In contrast, the data series after 1850 has data sampled every day or even hour.  It has a sampling interval 6 orders of magnitude (over a million times) more frequent.  It by definition is smoothed on a time scale substantially shorter than the rest of the data.

In addition, these two data sets use entirely different measurement techniques.  The modern data comes from thermometers and satellites, measurement approaches that we understand fairly well.  The earlier data comes from some sort of proxy analysis (ice cores, tree rings, sediments, etc.)  While we know these proxies generally change with temperature, there are still a lot of questions as to their accuracy and, perhaps more importantly for us here, whether they vary linearly or have any sort of attenuation of the peaks.  For example, recent warming has not shown up as strongly in tree ring proxies, raising the question of whether they may also be missing rapid temperature changes or peaks in earlier data for which we don’t have thermometers to back-check them (this is an oft-discussed problem called proxy divergence).

The problem is not the accuracy of the data for the last 100 years, though we could quibble this it is perhaps exaggerated by a few tenths of a degree.  The problem is with the historic data and using it as a valid comparison to recent data.  Even a 100 year increase of about a degree would, in the data series before 1850, be at most a single data point.  If the sampling is on 200 year intervals, there is a 50-50 chance a 100 year spike would be missed entirely in the historic data.  And even if it were in the data as a single data point, it would be smoothed out at this data scale.

Do you really think that there was never a 100-year period in those last 10,000 years where the temperatures varied by more than 0.1F, as implied by this chart?  This chart has a data set that is smoothed to signals no finer than about 200 years and compares it to recent data with no such filter.  It is like comparing the annualized GDP increase for the last quarter to the average annual GDP increase for the entire 19th century.   It is easy to demonstrate how silly this is.  If you cut the chart off at say 1950, before much anthropogenic effect will have occurred, it would still look like this, with an anomalous spike at the right (just a bit shorter).  If you believe this analysis, you have to believe that there is an unprecedented spike at the end even without anthropogenic effects.

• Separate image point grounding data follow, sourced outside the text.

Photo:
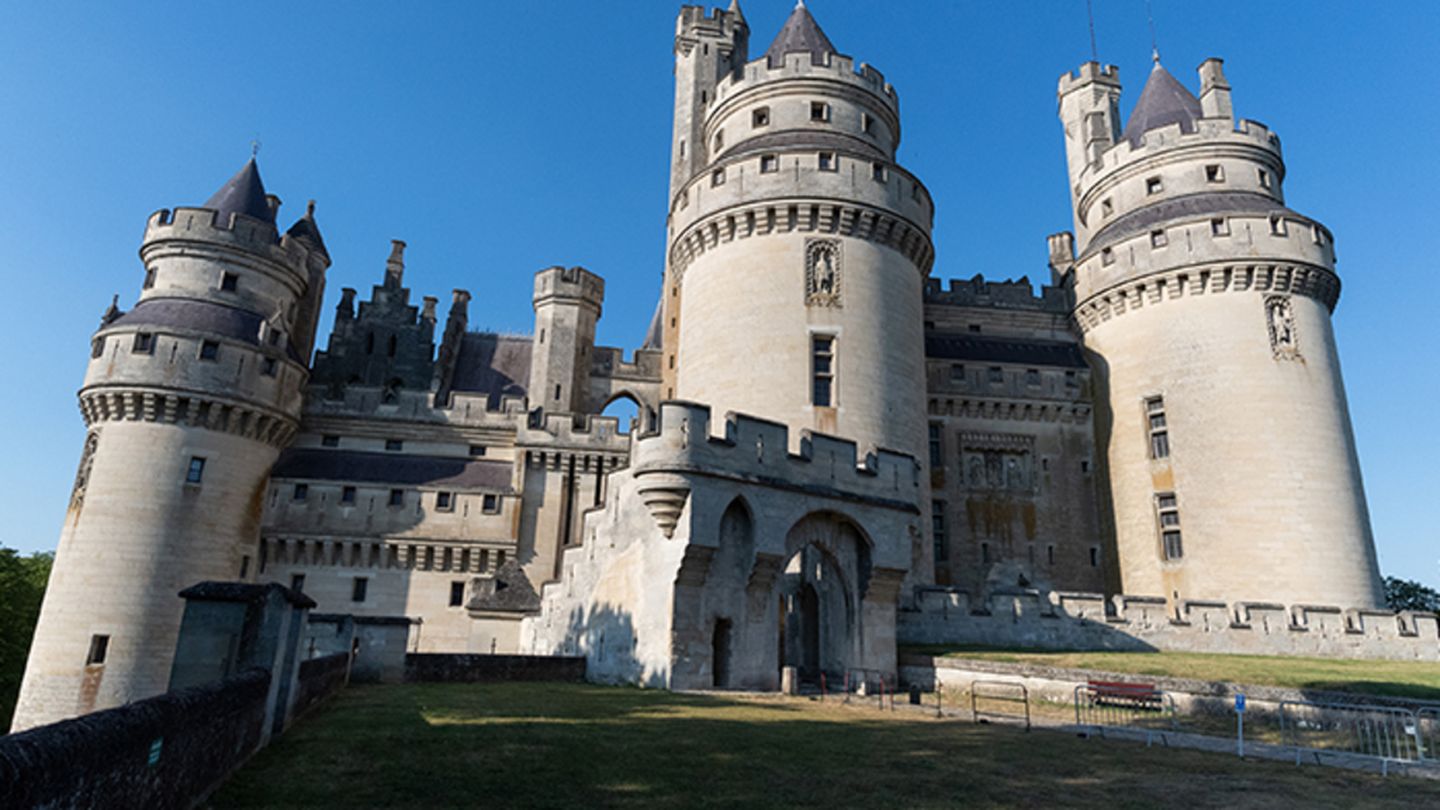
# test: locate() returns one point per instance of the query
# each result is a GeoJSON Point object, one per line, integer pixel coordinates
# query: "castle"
{"type": "Point", "coordinates": [822, 431]}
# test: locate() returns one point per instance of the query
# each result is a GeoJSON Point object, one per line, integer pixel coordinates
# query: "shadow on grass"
{"type": "Point", "coordinates": [573, 745]}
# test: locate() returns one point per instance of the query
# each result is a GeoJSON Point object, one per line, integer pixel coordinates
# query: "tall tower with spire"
{"type": "Point", "coordinates": [1204, 303]}
{"type": "Point", "coordinates": [187, 398]}
{"type": "Point", "coordinates": [798, 245]}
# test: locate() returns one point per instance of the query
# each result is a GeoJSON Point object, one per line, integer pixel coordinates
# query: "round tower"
{"type": "Point", "coordinates": [1204, 304]}
{"type": "Point", "coordinates": [187, 398]}
{"type": "Point", "coordinates": [798, 248]}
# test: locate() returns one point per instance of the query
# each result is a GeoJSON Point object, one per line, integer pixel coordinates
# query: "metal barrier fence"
{"type": "Point", "coordinates": [1099, 708]}
{"type": "Point", "coordinates": [997, 696]}
{"type": "Point", "coordinates": [1387, 734]}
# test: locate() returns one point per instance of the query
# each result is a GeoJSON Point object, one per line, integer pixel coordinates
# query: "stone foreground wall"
{"type": "Point", "coordinates": [167, 751]}
{"type": "Point", "coordinates": [1080, 621]}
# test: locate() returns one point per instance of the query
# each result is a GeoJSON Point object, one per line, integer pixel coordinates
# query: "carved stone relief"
{"type": "Point", "coordinates": [822, 273]}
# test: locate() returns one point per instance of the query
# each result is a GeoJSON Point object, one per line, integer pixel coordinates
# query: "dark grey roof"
{"type": "Point", "coordinates": [799, 35]}
{"type": "Point", "coordinates": [242, 193]}
{"type": "Point", "coordinates": [490, 363]}
{"type": "Point", "coordinates": [1164, 101]}
{"type": "Point", "coordinates": [1181, 208]}
{"type": "Point", "coordinates": [1004, 350]}
{"type": "Point", "coordinates": [396, 469]}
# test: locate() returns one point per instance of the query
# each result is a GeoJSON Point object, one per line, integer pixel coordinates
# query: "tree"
{"type": "Point", "coordinates": [22, 587]}
{"type": "Point", "coordinates": [1403, 594]}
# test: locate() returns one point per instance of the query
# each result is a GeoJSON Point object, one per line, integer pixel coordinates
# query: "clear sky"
{"type": "Point", "coordinates": [498, 139]}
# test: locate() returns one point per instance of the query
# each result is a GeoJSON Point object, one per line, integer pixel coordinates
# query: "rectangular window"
{"type": "Point", "coordinates": [100, 644]}
{"type": "Point", "coordinates": [822, 371]}
{"type": "Point", "coordinates": [1159, 431]}
{"type": "Point", "coordinates": [942, 549]}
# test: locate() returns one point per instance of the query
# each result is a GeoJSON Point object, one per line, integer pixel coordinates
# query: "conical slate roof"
{"type": "Point", "coordinates": [799, 35]}
{"type": "Point", "coordinates": [1162, 101]}
{"type": "Point", "coordinates": [242, 193]}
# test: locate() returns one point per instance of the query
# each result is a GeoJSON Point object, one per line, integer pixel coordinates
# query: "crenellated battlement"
{"type": "Point", "coordinates": [1011, 294]}
{"type": "Point", "coordinates": [756, 448]}
{"type": "Point", "coordinates": [1090, 621]}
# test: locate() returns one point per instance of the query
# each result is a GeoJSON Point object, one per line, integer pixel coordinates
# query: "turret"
{"type": "Point", "coordinates": [568, 306]}
{"type": "Point", "coordinates": [1204, 301]}
{"type": "Point", "coordinates": [187, 399]}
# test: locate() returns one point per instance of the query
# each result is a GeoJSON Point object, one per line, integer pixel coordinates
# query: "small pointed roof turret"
{"type": "Point", "coordinates": [244, 193]}
{"type": "Point", "coordinates": [1162, 101]}
{"type": "Point", "coordinates": [799, 35]}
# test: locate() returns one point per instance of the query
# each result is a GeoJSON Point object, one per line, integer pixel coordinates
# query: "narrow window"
{"type": "Point", "coordinates": [1167, 513]}
{"type": "Point", "coordinates": [822, 371]}
{"type": "Point", "coordinates": [100, 644]}
{"type": "Point", "coordinates": [942, 549]}
{"type": "Point", "coordinates": [1159, 433]}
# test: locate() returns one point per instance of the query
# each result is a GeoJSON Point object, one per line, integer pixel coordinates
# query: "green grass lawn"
{"type": "Point", "coordinates": [1403, 679]}
{"type": "Point", "coordinates": [581, 747]}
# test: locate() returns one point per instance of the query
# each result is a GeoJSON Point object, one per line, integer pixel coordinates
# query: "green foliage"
{"type": "Point", "coordinates": [22, 587]}
{"type": "Point", "coordinates": [1403, 594]}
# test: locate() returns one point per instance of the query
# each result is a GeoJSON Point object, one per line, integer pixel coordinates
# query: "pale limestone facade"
{"type": "Point", "coordinates": [831, 451]}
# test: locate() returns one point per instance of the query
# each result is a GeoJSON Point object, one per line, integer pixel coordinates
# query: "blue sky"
{"type": "Point", "coordinates": [503, 137]}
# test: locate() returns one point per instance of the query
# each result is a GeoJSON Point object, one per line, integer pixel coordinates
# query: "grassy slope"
{"type": "Point", "coordinates": [568, 745]}
{"type": "Point", "coordinates": [1404, 679]}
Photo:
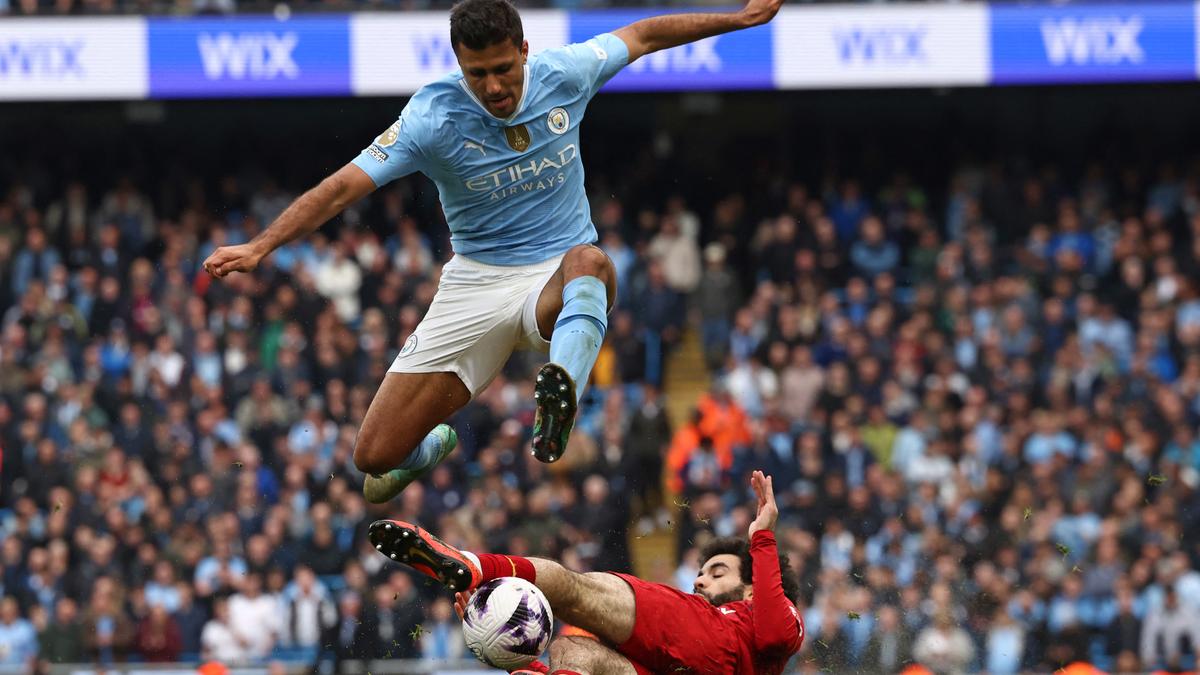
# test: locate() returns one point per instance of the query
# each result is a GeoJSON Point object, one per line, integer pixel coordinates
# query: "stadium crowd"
{"type": "Point", "coordinates": [981, 413]}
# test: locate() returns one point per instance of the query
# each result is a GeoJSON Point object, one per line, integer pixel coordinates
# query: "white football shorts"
{"type": "Point", "coordinates": [479, 316]}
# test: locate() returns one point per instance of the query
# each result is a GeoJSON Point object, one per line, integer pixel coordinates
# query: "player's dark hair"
{"type": "Point", "coordinates": [741, 548]}
{"type": "Point", "coordinates": [478, 24]}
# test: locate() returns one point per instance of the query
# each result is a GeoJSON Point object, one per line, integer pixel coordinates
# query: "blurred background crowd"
{"type": "Point", "coordinates": [977, 390]}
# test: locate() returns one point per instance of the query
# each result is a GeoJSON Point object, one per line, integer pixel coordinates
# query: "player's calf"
{"type": "Point", "coordinates": [580, 324]}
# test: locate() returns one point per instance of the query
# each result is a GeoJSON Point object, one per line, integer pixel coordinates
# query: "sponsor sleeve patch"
{"type": "Point", "coordinates": [377, 154]}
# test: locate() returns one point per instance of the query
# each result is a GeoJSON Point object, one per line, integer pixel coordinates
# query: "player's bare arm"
{"type": "Point", "coordinates": [768, 513]}
{"type": "Point", "coordinates": [672, 30]}
{"type": "Point", "coordinates": [304, 215]}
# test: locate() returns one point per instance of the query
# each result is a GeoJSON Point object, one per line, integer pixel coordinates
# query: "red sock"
{"type": "Point", "coordinates": [493, 566]}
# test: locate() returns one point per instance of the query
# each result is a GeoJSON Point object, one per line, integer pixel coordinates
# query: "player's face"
{"type": "Point", "coordinates": [496, 75]}
{"type": "Point", "coordinates": [720, 580]}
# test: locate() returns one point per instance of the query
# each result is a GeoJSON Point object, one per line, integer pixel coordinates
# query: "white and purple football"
{"type": "Point", "coordinates": [508, 622]}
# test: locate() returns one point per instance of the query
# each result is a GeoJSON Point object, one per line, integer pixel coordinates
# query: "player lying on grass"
{"type": "Point", "coordinates": [739, 620]}
{"type": "Point", "coordinates": [501, 139]}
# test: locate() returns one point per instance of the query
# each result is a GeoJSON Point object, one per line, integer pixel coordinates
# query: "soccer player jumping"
{"type": "Point", "coordinates": [501, 138]}
{"type": "Point", "coordinates": [741, 620]}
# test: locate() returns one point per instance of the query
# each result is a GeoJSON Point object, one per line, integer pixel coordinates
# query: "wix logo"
{"type": "Point", "coordinates": [881, 45]}
{"type": "Point", "coordinates": [433, 51]}
{"type": "Point", "coordinates": [1102, 41]}
{"type": "Point", "coordinates": [690, 58]}
{"type": "Point", "coordinates": [249, 55]}
{"type": "Point", "coordinates": [42, 58]}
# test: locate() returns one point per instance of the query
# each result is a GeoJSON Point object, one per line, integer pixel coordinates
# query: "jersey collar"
{"type": "Point", "coordinates": [520, 108]}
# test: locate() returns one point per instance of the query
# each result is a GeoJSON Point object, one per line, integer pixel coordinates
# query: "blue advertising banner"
{"type": "Point", "coordinates": [735, 60]}
{"type": "Point", "coordinates": [249, 57]}
{"type": "Point", "coordinates": [1086, 43]}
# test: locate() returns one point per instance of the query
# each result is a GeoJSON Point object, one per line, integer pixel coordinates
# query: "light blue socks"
{"type": "Point", "coordinates": [423, 454]}
{"type": "Point", "coordinates": [580, 329]}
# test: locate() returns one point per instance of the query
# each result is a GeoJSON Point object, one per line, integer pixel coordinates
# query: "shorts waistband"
{"type": "Point", "coordinates": [461, 261]}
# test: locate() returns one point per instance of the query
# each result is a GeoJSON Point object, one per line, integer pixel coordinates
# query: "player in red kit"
{"type": "Point", "coordinates": [739, 620]}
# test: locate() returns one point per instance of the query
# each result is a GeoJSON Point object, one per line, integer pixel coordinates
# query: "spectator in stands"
{"type": "Point", "coordinates": [63, 639]}
{"type": "Point", "coordinates": [219, 641]}
{"type": "Point", "coordinates": [255, 617]}
{"type": "Point", "coordinates": [945, 646]}
{"type": "Point", "coordinates": [159, 639]}
{"type": "Point", "coordinates": [18, 638]}
{"type": "Point", "coordinates": [1165, 632]}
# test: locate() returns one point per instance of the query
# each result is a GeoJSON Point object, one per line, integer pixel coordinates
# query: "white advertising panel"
{"type": "Point", "coordinates": [844, 46]}
{"type": "Point", "coordinates": [77, 59]}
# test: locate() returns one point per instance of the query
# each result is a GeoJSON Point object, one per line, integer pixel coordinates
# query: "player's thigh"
{"type": "Point", "coordinates": [604, 605]}
{"type": "Point", "coordinates": [587, 655]}
{"type": "Point", "coordinates": [581, 261]}
{"type": "Point", "coordinates": [405, 410]}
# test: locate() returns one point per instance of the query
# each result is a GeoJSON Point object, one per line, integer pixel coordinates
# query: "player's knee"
{"type": "Point", "coordinates": [369, 457]}
{"type": "Point", "coordinates": [587, 261]}
{"type": "Point", "coordinates": [574, 650]}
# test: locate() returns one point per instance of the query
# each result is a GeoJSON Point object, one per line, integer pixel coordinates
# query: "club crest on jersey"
{"type": "Point", "coordinates": [558, 120]}
{"type": "Point", "coordinates": [517, 137]}
{"type": "Point", "coordinates": [390, 136]}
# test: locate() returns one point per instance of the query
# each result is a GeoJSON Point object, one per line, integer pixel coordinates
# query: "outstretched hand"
{"type": "Point", "coordinates": [243, 257]}
{"type": "Point", "coordinates": [767, 513]}
{"type": "Point", "coordinates": [759, 12]}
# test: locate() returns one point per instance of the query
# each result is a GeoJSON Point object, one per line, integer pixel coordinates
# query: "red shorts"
{"type": "Point", "coordinates": [673, 631]}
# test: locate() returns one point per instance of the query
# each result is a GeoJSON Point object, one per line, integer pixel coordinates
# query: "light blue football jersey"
{"type": "Point", "coordinates": [513, 189]}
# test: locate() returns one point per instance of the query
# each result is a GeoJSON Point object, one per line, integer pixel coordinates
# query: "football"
{"type": "Point", "coordinates": [508, 622]}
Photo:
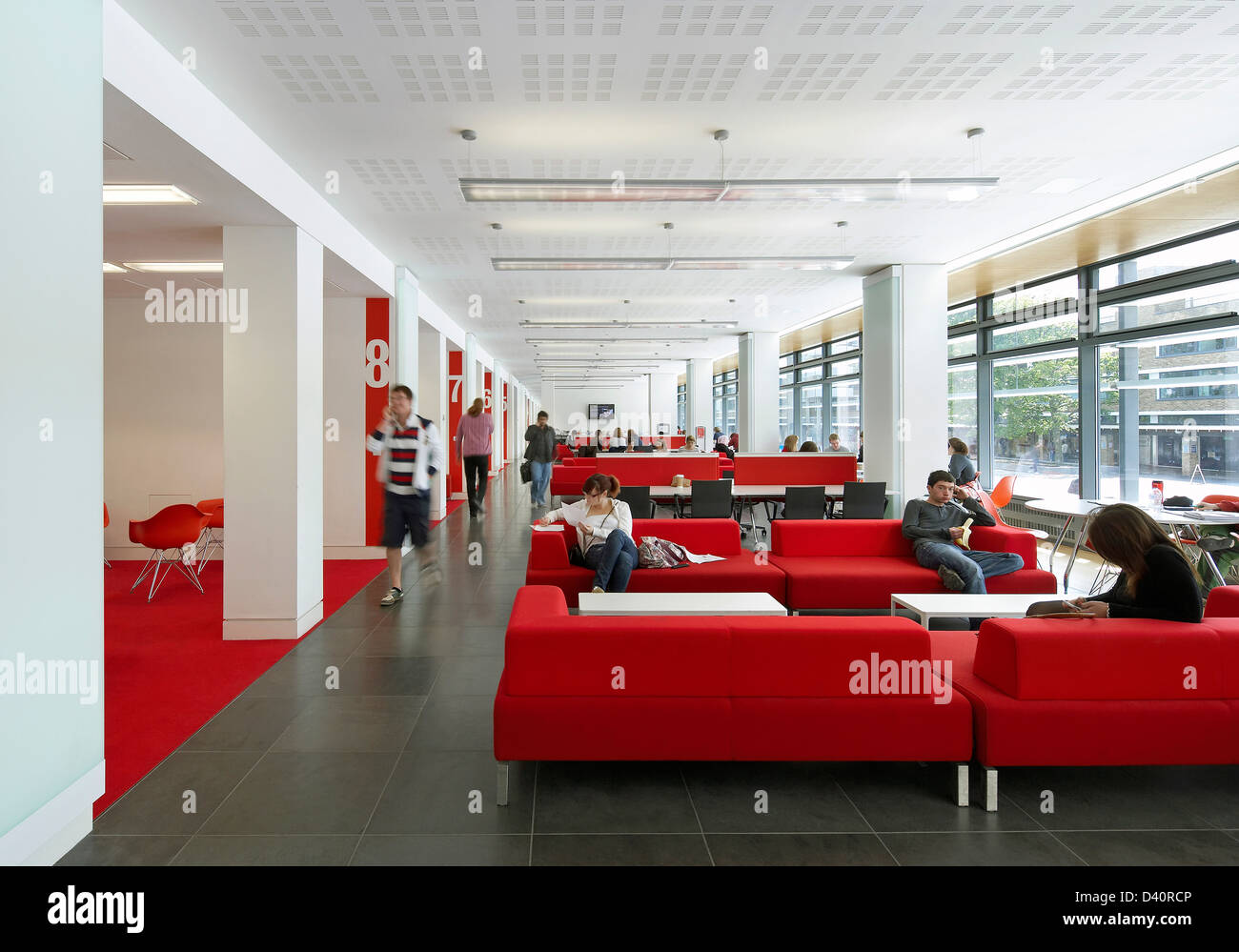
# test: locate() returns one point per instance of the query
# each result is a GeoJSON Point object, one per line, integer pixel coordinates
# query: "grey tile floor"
{"type": "Point", "coordinates": [396, 766]}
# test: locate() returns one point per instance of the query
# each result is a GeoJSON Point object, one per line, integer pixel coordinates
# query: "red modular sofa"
{"type": "Point", "coordinates": [717, 688]}
{"type": "Point", "coordinates": [860, 563]}
{"type": "Point", "coordinates": [740, 569]}
{"type": "Point", "coordinates": [1048, 692]}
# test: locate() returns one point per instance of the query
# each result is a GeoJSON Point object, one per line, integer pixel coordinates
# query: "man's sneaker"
{"type": "Point", "coordinates": [950, 579]}
{"type": "Point", "coordinates": [432, 576]}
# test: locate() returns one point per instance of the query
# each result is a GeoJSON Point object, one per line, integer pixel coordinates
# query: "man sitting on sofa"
{"type": "Point", "coordinates": [936, 523]}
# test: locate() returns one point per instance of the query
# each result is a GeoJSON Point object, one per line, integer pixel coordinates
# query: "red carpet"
{"type": "Point", "coordinates": [166, 670]}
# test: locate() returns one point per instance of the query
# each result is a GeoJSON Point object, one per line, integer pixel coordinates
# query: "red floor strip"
{"type": "Point", "coordinates": [166, 670]}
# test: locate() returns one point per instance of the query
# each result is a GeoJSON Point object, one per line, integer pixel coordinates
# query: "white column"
{"type": "Point", "coordinates": [472, 372]}
{"type": "Point", "coordinates": [433, 404]}
{"type": "Point", "coordinates": [497, 411]}
{"type": "Point", "coordinates": [405, 366]}
{"type": "Point", "coordinates": [273, 435]}
{"type": "Point", "coordinates": [757, 407]}
{"type": "Point", "coordinates": [661, 402]}
{"type": "Point", "coordinates": [51, 418]}
{"type": "Point", "coordinates": [699, 408]}
{"type": "Point", "coordinates": [904, 377]}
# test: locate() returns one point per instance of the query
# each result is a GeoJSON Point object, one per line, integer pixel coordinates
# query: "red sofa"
{"type": "Point", "coordinates": [860, 563]}
{"type": "Point", "coordinates": [740, 571]}
{"type": "Point", "coordinates": [717, 688]}
{"type": "Point", "coordinates": [1099, 691]}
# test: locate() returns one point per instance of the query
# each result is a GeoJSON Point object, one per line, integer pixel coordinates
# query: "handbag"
{"type": "Point", "coordinates": [655, 553]}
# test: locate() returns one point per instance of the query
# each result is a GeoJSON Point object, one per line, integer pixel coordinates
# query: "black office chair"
{"type": "Point", "coordinates": [804, 502]}
{"type": "Point", "coordinates": [639, 499]}
{"type": "Point", "coordinates": [863, 501]}
{"type": "Point", "coordinates": [710, 499]}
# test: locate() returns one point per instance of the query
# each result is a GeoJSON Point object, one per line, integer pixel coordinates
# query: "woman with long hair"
{"type": "Point", "coordinates": [474, 449]}
{"type": "Point", "coordinates": [603, 531]}
{"type": "Point", "coordinates": [1155, 580]}
{"type": "Point", "coordinates": [961, 466]}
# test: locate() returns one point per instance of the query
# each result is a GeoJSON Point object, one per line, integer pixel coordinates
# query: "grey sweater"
{"type": "Point", "coordinates": [924, 522]}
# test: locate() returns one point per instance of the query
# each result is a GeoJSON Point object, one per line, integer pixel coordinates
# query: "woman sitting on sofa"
{"type": "Point", "coordinates": [1156, 579]}
{"type": "Point", "coordinates": [603, 530]}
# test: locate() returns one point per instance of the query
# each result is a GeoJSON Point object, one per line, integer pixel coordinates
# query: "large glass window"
{"type": "Point", "coordinates": [1036, 421]}
{"type": "Point", "coordinates": [1168, 415]}
{"type": "Point", "coordinates": [1193, 254]}
{"type": "Point", "coordinates": [962, 403]}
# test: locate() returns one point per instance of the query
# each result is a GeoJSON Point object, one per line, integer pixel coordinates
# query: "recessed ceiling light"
{"type": "Point", "coordinates": [147, 194]}
{"type": "Point", "coordinates": [177, 267]}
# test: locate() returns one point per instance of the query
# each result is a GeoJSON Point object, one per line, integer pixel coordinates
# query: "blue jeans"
{"type": "Point", "coordinates": [612, 560]}
{"type": "Point", "coordinates": [971, 565]}
{"type": "Point", "coordinates": [541, 480]}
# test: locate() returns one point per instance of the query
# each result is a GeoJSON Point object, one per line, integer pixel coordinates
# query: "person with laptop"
{"type": "Point", "coordinates": [936, 524]}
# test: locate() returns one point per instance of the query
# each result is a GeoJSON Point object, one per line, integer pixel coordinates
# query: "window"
{"type": "Point", "coordinates": [1036, 421]}
{"type": "Point", "coordinates": [1192, 254]}
{"type": "Point", "coordinates": [962, 403]}
{"type": "Point", "coordinates": [1182, 433]}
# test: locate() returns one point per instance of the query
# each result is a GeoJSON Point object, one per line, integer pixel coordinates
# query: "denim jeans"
{"type": "Point", "coordinates": [541, 480]}
{"type": "Point", "coordinates": [612, 560]}
{"type": "Point", "coordinates": [971, 565]}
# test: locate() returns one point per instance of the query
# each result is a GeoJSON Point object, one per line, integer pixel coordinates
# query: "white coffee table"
{"type": "Point", "coordinates": [680, 602]}
{"type": "Point", "coordinates": [961, 605]}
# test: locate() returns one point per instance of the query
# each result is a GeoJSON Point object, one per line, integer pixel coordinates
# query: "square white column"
{"type": "Point", "coordinates": [273, 434]}
{"type": "Point", "coordinates": [904, 377]}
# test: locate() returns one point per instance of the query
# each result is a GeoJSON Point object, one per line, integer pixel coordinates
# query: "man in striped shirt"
{"type": "Point", "coordinates": [410, 453]}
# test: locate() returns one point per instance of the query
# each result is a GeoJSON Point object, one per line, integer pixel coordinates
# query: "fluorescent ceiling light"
{"type": "Point", "coordinates": [1062, 186]}
{"type": "Point", "coordinates": [177, 267]}
{"type": "Point", "coordinates": [744, 190]}
{"type": "Point", "coordinates": [672, 264]}
{"type": "Point", "coordinates": [147, 194]}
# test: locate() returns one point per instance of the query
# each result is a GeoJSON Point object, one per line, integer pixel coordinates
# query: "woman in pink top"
{"type": "Point", "coordinates": [474, 446]}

There are several other issues with this chart that makes it laughably bad for someone to use in the context of arguing that he is the true defender of scientific integrity

  • The grey range band is if anything an even bigger scientific absurdity than the main data line.  Are they really trying to argue that there were no years, or decades, or even whole centuries that never deviated from a 0.7F baseline anomaly by more than 0.3F for the entire 4000 year period from 7500 years ago to 3500 years ago?  I will bet just about anything that the error bars on this analysis should be more than 0.3F, much less the range of variability around the mean.  Any natural scientist worth his or her salt would laugh this out of the room.  It is absurd.  But here it is presented as climate science in the exact same article that the author expresses dismay that anyone would distrust climate science.
  • A more minor point, but one that disguises the sampling frequency problem a bit, is that the last dark brown shaded area on the right that is labelled “the last 100 years” is actually at least 300 years wide.  Based on the scale, a hundred years should be about one dot on the x axis.  This means that 100 years is less than the width of the red line, and the last 60 years or the real anthropogenic period is less than half the width of the red line.  We are talking about a temperature change whose duration is half the width of the red line, which hopefully gives you some idea why I say the data sampling and smoothing processes would disguise any past periods similar to the most recent one.

Update:  Kevin Drum posted a defense of this chart on Twitter.  Here it is:  “It was published in Science.”   Well folks, there is climate debate in a nutshell.   An 1000-word dissection of what appears to be wrong with a particular analysis retorted by a five-word appeal to authority.